Ok, so if you don’t open the module it’s still available - makes sense. But lets say I need read_all from Stdio.In_channel, is the convention to specify the whole path (Stdio.In_channel.read_all) every time you use it?? That seems annoying and verbose.

Also what about >>= from Base.Result. If I don’t include open Base.Result I get Unbound value >>=.

I’m using dune. I couldn’t find any documentation on how to get the PPX to work. Finally I found a snippet that lead me to using this in my dune file, which allowed me to compile:

(libraries core pgocaml pgocaml_ppx)
  (preprocess
   (action
    (run ppxfind -legacy pgocaml_ppx ./bin/main.ml)))

This is probably antiquated, but I see no documentation in the repo on how to get the PPX configured - that worked anyways.

If I:

  • use(preprocess (pps pgocaml.ppx)) I get : Library "pgocaml.ppx" not found.
  • use (preprocess (pps pgocaml_ppx)) I get: Package pgocaml has no version ppx

Sometimes, when people use stdlib replacements, they prefer to open them everywhere — even where they aren’t presently being used — so they don’t accidentally start using stdlib stuff that they expected to be shadowed.

1 Like

This means the project is configured incorrectly. You don’t need open PGOCaml. I’ll show the details later.

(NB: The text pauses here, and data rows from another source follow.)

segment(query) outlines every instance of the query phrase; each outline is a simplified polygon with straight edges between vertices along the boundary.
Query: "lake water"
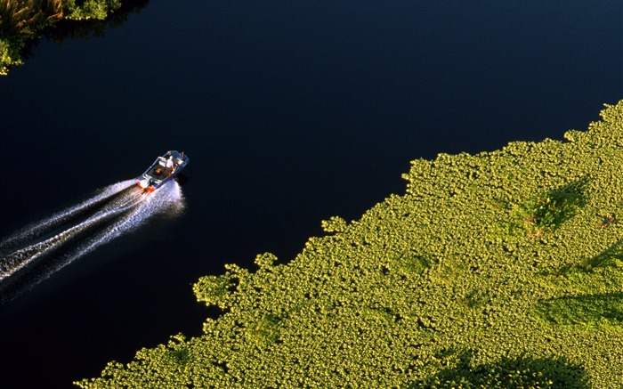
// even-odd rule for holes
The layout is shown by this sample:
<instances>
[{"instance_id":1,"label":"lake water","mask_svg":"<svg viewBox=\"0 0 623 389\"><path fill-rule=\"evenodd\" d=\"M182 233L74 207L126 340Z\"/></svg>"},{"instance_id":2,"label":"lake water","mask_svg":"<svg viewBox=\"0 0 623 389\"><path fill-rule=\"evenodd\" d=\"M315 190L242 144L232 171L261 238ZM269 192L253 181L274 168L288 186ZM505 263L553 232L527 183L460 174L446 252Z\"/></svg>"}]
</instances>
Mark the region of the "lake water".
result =
<instances>
[{"instance_id":1,"label":"lake water","mask_svg":"<svg viewBox=\"0 0 623 389\"><path fill-rule=\"evenodd\" d=\"M287 262L321 220L403 193L409 160L562 139L623 97L619 1L324 3L143 2L0 78L0 238L167 150L191 159L181 215L0 306L0 386L69 386L198 336L201 275Z\"/></svg>"}]
</instances>

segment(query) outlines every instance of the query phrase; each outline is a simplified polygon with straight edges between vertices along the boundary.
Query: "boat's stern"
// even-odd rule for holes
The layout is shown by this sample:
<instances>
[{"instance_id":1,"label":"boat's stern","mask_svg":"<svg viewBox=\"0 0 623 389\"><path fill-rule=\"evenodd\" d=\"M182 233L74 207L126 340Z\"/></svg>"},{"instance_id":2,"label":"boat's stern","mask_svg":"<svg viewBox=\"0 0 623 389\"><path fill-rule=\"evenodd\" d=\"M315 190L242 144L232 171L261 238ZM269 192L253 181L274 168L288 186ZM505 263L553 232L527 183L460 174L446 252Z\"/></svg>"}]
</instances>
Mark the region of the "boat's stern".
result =
<instances>
[{"instance_id":1,"label":"boat's stern","mask_svg":"<svg viewBox=\"0 0 623 389\"><path fill-rule=\"evenodd\" d=\"M136 185L143 190L143 191L146 191L148 193L151 193L152 191L156 190L156 188L151 185L151 181L149 178L145 177L141 177L142 180L139 180L136 182Z\"/></svg>"}]
</instances>

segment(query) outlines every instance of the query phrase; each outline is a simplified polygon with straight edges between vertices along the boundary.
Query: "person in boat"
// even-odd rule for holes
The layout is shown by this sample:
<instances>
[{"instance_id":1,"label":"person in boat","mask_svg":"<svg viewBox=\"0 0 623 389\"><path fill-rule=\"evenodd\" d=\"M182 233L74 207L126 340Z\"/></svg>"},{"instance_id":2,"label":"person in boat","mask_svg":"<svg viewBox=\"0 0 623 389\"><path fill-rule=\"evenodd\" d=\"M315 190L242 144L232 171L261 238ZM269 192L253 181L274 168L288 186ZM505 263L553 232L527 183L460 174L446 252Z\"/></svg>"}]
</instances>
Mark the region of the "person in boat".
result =
<instances>
[{"instance_id":1,"label":"person in boat","mask_svg":"<svg viewBox=\"0 0 623 389\"><path fill-rule=\"evenodd\" d=\"M169 174L175 170L175 164L173 162L173 156L169 156L169 158L166 159L166 170L168 171Z\"/></svg>"}]
</instances>

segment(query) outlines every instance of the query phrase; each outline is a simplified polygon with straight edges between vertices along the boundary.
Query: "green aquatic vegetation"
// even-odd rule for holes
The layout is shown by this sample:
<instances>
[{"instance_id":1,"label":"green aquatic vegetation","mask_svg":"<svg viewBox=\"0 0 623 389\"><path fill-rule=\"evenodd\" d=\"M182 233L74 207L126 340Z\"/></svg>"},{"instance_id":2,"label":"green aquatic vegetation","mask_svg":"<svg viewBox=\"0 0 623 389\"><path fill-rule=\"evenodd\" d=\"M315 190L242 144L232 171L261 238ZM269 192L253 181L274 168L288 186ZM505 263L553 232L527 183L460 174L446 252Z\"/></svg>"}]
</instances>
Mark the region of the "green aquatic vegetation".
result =
<instances>
[{"instance_id":1,"label":"green aquatic vegetation","mask_svg":"<svg viewBox=\"0 0 623 389\"><path fill-rule=\"evenodd\" d=\"M203 336L76 384L620 387L623 101L602 117L562 142L413 161L404 194L322 222L289 262L202 277L221 311Z\"/></svg>"},{"instance_id":2,"label":"green aquatic vegetation","mask_svg":"<svg viewBox=\"0 0 623 389\"><path fill-rule=\"evenodd\" d=\"M591 387L584 369L563 359L503 357L493 363L479 366L470 366L465 355L462 359L457 368L443 369L435 377L411 384L409 389Z\"/></svg>"}]
</instances>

So ‘bring in’ is not really the way I would think about it. There’s no concept of importing or ‘bringing in’ modules in OCaml. They become available when their libraries are configured to be part of the build, in dune. I’ll show this later. You might also want to examine what exactly you need Base.Result for, since OCaml already ships with the result type and and Result module in its standard library.

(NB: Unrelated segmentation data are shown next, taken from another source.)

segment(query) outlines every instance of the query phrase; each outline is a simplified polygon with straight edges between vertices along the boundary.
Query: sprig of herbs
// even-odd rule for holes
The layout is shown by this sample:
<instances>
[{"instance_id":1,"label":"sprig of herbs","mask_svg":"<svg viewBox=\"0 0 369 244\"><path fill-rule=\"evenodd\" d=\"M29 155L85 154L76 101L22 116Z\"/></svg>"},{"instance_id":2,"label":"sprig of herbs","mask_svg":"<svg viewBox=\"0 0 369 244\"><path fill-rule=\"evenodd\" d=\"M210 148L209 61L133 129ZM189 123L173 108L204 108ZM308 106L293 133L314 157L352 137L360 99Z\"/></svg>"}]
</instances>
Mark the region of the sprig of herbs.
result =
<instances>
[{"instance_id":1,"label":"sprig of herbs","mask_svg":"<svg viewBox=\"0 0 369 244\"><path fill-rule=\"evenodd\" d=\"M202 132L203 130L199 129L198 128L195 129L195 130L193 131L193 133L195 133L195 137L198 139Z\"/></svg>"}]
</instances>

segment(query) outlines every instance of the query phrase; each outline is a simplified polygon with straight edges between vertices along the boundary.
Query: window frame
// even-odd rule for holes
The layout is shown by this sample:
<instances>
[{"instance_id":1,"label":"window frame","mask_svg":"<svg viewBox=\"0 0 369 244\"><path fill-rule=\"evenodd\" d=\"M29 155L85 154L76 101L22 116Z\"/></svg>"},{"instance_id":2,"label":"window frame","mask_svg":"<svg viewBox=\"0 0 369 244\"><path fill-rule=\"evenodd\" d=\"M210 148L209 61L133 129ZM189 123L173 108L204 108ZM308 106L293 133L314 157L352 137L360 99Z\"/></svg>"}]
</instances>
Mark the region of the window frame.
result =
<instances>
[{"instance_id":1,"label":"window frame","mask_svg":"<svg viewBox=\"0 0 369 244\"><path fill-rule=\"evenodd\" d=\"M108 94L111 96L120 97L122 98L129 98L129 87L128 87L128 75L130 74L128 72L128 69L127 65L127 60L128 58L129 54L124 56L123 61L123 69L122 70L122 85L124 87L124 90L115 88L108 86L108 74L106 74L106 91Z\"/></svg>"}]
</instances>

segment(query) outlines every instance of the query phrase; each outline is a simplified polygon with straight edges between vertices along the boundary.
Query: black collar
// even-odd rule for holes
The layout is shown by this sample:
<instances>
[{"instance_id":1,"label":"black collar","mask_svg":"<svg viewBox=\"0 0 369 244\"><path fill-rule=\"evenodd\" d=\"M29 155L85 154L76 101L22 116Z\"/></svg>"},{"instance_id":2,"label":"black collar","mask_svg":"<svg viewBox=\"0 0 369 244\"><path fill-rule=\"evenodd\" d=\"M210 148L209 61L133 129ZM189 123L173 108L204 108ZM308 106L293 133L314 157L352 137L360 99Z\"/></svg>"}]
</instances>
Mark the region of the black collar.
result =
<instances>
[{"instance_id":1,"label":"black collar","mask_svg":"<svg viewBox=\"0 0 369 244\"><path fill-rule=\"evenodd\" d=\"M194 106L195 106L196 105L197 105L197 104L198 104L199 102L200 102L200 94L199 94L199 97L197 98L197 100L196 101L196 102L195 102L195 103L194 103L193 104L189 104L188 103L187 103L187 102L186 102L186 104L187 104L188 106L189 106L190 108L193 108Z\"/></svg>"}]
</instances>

If you are doing it often enough then you can alias a short name for the module, e.g. module INC = Stdio.In_channel, and do INC.read_all. Or you can alias that specific function if you’re using it all over the place: let read_all = Stdio.In_channel.read_all. Or you can use a ‘local open’, i.e. open the module for a small scope of a function body or even shorter, and use it there. The idea is to avoid globally opening modules all over the place and potentially messing up the default environment of the program.

You can use the methods I mentioned above to bring it into scope.

Yeah, unfortunately, it’s not very obvious. But you can figure out the correct way by checking the repo, if you know a few things:

  1. The repo lists two opam files at the root of the project: pgocaml.opam and pgocaml_ppx.opam. opam files represent the names of the packages published by this repo. You will want to install them to use it: opam install pgocaml pgocaml_ppx (you might have done this already, check if installed by running opam list).
  2. You can use the dune init command to start a new project with a set of libraries and PPXs scaffolded for you automatically. Check dune init --help for details, but the command I used is: dune init proj pgo --libs pgocaml --ppx pgocaml_ppx. This creates a new directory called pgo with the project set up with idiomatic lib, bin, and test subdirectories. The lib directory is meant to contain the functionality of the project, and its dune file has the correct PG’OCaml dependency and PPX set up. The bin directory is meant to contain a thin executable wrapper (optional).
  3. The lib directory needs to contain a module with the same name as the value in the name field of the lib/dune file. In this case the name is pgo so create a file lib/pgo.ml to put your functionality in. Of course this depends on what you call your project.
  4. The bin directory comes with a file main.ml where you can write the main wrapper logic. This is meant to be executed.
  5. Run dune exec bin/main.exe from the project root to run the project.

As long as your PostgreSQL server is running and has the required user and database, and your SQL commands are correct, it will compile and run. I just tested it out.

Strongly agree with Levi here. It’s de rigueur in Jane Street’s codebase to open Base or Core at the top of a file, and for good reason. Base and Core change defaults in lots of important ways, hiding problematic functionality like polymorphic compare, and changing default behavior from what you might expect from the stdlib. For someone who is expecting Base/Core conventions, running into the Stdlib alternatives is confusing and can easily be a source of errors.

3 Likes

@Yaron_Minsky and @Levi_Roth Thanks. I’ve opened an issue in the repo.

@ yawaramin Thanks, that helped clarify quite a bit.

Regarding the Standard Lib vs Core - I’d like to use Core if possible, but maybe we can save that discussion for another thread. I would like to understand the tradeoffs at some point, and most of the discussions I’ve seen revolve around opinions not tradeoffs and are probably out of date at this point (since they’re several years old now)].

By “bring in” I was just trying to say the functions in the opened module are now directly available (without the namespace) in the ‘file’/module. It is now definitely more clear that there can be challenges when top level modules like Base are opened.

Thats very cool. I was wondering how you could just pull in single functions, without polluting the space.

PGOCaml: Thanks for taking the time to do that. I had about 90% of that, but the preprocess was totally mis-configured. I’ve opened an issue in PGOCaml to help others get over the hurdle more easily.

2 Likes

If a ppx uses a runtime function (such as List.map) it is best practice to sanitize it to make sure it won’t refer to whatever List module is in scope. It looks like pgocaml does not do that, so fixing that would solve the issue.

2 Likes